I was approached by a non-profit pusher yesterday.  Having worked at a nonprofit and loving the work that nonprofts do (for the most part), I can understand and sympathize with causes struggling to perform their mission with minimal funding and other resources.

However, the particular way this individual spoke to me turned me off right away.  Not only did he presume to tell me what I should or shouldn’t do with the little money I have, he proceeded to write off the people walking by us according to certain labels, typecasting them in order to demonstrate why it was so important that I give him money right then and there.  “These guys walking by, in their expensive suits, they don’t care about the world.  It’s people like you and me who are going to give kids the chance they deserve.”  “You know what the number one cause of death in developing nations is?  Diarrhea.  You know how to prevent it?  Water.  Those people going past you right now couldn’t care less for the tap water that comes from Starbucks.”  Well, you know what?  Maybe that man walking by in a suit is wearing his only suit because he’s going to an interview for grant funding because he, too, is managing a struggling nonprofit.  Maybe that lady who doesn’t like the tap water from Starbucks doesn’t like Starbucks to begin with for whatever reason.  Those are the two main points he made that I remember right now, and I don’t care to remember much more.  He tried to guilt me into being a do-gooder for his cause by trashing everyone else around us, and I don’t believe in that.  Oh, one more: when I said I’d go to the website, he rolled his eyes and brushed it off, asking, “How many people do you think wake up in the morning and say, ‘Hey, I think I’ll check out such-and-such organization on the internet’ Like, no one actually does it.  I know I don’t.”  Well, mister, maybe YOU don’t, but I am the type of person who does.  And I happen to know more about your organization than you think.  When you asked me if I’d heard of you, I responded yes, and I meant it.  And I have been to your website.  I was part of a team that provided input and feedback when it was being designed.  I know too much about your organization and how it operates to support it so enthusiastically.  And furthermore, you won’t give other people the benefit of a doubt, nor any possible credit for their compassion for humanity should they possess it in a way that doesn’t monetarily benefit your organization.

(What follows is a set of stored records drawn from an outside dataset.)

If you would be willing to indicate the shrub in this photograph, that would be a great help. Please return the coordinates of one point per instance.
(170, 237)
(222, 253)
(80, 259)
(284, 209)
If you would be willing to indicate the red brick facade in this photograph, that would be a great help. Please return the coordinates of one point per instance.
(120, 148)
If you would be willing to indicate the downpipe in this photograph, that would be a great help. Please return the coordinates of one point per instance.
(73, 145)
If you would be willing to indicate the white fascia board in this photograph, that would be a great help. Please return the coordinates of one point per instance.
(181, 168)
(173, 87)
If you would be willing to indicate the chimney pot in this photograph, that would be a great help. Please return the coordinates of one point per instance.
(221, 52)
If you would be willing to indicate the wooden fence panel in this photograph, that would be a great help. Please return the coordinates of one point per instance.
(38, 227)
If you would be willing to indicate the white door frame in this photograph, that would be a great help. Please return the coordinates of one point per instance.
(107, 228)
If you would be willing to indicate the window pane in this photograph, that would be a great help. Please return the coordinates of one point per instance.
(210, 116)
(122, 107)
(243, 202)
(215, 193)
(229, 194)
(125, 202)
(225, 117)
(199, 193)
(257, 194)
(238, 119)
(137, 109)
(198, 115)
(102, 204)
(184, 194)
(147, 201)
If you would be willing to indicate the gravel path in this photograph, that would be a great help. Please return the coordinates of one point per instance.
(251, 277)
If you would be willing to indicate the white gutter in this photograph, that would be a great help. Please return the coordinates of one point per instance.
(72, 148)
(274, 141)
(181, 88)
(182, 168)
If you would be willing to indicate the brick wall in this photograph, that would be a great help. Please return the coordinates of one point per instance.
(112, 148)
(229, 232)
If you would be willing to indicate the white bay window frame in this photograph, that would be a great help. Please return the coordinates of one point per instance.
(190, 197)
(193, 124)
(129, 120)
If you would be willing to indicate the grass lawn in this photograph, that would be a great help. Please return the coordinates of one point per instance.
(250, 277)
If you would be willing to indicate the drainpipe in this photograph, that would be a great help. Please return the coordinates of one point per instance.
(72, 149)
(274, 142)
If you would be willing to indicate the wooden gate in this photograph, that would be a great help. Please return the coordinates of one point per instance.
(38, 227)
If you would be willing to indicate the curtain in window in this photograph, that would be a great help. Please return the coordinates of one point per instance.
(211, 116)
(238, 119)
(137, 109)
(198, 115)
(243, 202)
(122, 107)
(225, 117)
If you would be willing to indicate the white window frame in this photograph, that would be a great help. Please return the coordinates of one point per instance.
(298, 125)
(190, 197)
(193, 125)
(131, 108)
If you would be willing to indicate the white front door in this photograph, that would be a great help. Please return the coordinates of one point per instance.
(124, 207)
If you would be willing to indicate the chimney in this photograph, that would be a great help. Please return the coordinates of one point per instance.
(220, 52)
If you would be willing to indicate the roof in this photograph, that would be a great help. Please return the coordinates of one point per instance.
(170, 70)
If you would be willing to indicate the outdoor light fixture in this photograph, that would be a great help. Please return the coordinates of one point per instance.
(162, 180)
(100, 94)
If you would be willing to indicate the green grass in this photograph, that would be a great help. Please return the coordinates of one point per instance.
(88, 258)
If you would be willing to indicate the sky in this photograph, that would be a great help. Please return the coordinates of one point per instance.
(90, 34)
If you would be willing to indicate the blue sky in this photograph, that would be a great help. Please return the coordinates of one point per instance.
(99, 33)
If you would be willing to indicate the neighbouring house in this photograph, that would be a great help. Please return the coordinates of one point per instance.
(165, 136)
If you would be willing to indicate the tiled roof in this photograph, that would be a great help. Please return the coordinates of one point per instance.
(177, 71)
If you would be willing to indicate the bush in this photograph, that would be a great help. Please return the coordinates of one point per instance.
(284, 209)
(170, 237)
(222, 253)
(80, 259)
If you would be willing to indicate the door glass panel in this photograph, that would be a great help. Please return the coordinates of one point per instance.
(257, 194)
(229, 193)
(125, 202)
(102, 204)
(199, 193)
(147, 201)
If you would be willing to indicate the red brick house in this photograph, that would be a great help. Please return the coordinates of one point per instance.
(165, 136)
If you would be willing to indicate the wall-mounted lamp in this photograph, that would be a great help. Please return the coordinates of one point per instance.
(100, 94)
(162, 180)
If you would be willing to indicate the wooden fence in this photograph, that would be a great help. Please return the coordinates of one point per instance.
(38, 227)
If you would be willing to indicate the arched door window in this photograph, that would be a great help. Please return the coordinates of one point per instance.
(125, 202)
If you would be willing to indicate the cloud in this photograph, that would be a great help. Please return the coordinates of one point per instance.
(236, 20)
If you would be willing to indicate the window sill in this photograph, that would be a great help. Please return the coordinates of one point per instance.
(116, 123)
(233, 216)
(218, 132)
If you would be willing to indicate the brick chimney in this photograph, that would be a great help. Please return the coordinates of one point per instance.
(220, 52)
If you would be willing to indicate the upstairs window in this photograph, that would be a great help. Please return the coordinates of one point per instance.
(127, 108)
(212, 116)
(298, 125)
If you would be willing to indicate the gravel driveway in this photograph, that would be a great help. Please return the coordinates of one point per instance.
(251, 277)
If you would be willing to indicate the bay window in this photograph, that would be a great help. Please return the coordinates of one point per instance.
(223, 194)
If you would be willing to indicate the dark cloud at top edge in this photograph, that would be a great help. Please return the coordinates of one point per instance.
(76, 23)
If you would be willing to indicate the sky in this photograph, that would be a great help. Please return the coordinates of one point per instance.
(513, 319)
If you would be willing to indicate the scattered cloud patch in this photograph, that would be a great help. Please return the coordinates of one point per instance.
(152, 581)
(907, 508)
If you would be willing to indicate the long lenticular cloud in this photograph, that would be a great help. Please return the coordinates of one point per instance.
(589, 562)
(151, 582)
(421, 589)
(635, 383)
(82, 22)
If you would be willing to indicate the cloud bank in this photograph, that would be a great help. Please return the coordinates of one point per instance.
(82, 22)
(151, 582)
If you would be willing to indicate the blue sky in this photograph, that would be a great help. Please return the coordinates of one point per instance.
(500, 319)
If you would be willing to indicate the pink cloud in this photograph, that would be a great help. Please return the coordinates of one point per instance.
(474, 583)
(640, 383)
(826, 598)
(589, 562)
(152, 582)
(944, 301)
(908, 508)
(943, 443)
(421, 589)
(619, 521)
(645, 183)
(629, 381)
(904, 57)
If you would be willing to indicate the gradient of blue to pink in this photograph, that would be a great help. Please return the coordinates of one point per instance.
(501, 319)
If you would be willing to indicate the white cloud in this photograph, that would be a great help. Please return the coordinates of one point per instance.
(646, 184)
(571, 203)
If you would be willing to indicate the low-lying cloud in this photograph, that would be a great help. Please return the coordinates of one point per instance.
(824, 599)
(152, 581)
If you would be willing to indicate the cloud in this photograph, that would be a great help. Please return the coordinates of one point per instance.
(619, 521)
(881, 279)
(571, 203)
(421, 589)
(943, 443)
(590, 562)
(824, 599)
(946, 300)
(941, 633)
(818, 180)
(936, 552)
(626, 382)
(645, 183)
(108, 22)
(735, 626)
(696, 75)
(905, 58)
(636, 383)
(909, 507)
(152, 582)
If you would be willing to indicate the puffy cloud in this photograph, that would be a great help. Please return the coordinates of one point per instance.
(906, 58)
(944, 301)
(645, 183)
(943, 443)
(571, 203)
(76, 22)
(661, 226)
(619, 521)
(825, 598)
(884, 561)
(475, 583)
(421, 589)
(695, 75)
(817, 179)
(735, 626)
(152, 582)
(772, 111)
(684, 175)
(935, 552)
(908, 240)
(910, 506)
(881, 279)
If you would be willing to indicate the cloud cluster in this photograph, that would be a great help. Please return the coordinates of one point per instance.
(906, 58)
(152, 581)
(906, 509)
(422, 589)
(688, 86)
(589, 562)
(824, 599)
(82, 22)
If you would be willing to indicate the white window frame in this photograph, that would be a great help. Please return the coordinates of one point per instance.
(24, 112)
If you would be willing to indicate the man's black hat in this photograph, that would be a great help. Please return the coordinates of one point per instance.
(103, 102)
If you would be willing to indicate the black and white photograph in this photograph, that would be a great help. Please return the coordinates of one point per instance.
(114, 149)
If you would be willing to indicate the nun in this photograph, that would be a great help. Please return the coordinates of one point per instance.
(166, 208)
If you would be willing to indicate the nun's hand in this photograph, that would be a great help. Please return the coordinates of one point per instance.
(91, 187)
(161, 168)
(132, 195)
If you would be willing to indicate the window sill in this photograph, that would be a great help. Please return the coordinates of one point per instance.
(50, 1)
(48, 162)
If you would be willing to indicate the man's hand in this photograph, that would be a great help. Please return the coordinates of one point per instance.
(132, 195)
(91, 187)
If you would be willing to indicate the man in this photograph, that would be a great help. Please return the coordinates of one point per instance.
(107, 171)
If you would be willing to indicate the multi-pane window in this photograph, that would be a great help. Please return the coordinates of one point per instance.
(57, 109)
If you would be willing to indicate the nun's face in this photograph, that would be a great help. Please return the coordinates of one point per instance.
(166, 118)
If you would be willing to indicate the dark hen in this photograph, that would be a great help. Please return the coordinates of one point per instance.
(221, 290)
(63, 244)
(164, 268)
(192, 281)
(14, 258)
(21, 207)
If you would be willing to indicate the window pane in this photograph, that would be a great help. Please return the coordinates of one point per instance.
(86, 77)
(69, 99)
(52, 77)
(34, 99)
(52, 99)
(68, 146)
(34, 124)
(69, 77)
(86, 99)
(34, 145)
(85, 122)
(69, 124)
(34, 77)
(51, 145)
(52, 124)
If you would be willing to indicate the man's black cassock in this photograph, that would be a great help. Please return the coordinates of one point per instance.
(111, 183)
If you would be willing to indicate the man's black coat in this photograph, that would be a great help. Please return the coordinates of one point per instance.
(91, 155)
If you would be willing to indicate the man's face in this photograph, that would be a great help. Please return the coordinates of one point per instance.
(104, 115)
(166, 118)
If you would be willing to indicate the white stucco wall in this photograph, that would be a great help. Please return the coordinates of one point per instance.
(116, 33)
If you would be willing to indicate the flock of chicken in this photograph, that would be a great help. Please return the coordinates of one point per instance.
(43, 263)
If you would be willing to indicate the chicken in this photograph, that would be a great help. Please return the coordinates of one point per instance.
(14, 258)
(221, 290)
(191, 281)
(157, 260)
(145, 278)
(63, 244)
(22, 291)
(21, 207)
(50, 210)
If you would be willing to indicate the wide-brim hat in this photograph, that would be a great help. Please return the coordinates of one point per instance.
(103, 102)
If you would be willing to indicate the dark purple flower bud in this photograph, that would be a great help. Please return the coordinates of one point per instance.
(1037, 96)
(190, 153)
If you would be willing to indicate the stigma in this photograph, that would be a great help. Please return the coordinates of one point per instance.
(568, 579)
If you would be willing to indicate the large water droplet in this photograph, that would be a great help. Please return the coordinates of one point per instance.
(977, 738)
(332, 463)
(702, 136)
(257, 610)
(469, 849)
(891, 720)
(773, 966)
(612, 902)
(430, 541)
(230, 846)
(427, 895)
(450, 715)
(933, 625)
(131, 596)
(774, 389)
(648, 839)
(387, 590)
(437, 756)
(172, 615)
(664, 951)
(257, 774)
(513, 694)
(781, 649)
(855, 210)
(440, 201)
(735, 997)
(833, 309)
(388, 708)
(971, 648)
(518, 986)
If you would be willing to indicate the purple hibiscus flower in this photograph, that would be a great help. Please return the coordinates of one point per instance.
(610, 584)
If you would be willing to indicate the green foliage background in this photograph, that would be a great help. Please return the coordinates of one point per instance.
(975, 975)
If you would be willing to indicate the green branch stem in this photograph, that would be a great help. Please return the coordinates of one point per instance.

I give because my heart and my mind tell me it’s the right thing to do.  I give to the causes I love, and the operations I believe in.  I won’t give because you bully me, say derogatory things about strangers you don’t know, or accuse me of being apathetic.  Good luck to you – I hope you did end up connecting to someone after me, but I wish you were aware of how many people you may have turned away.

From textsfromlastnight.com:
(859): I just got called an ass for saying no thanks to a Greenpeace solicitor. I don’t want the whales to die but I do want Greenpeace to fail. Conundrum.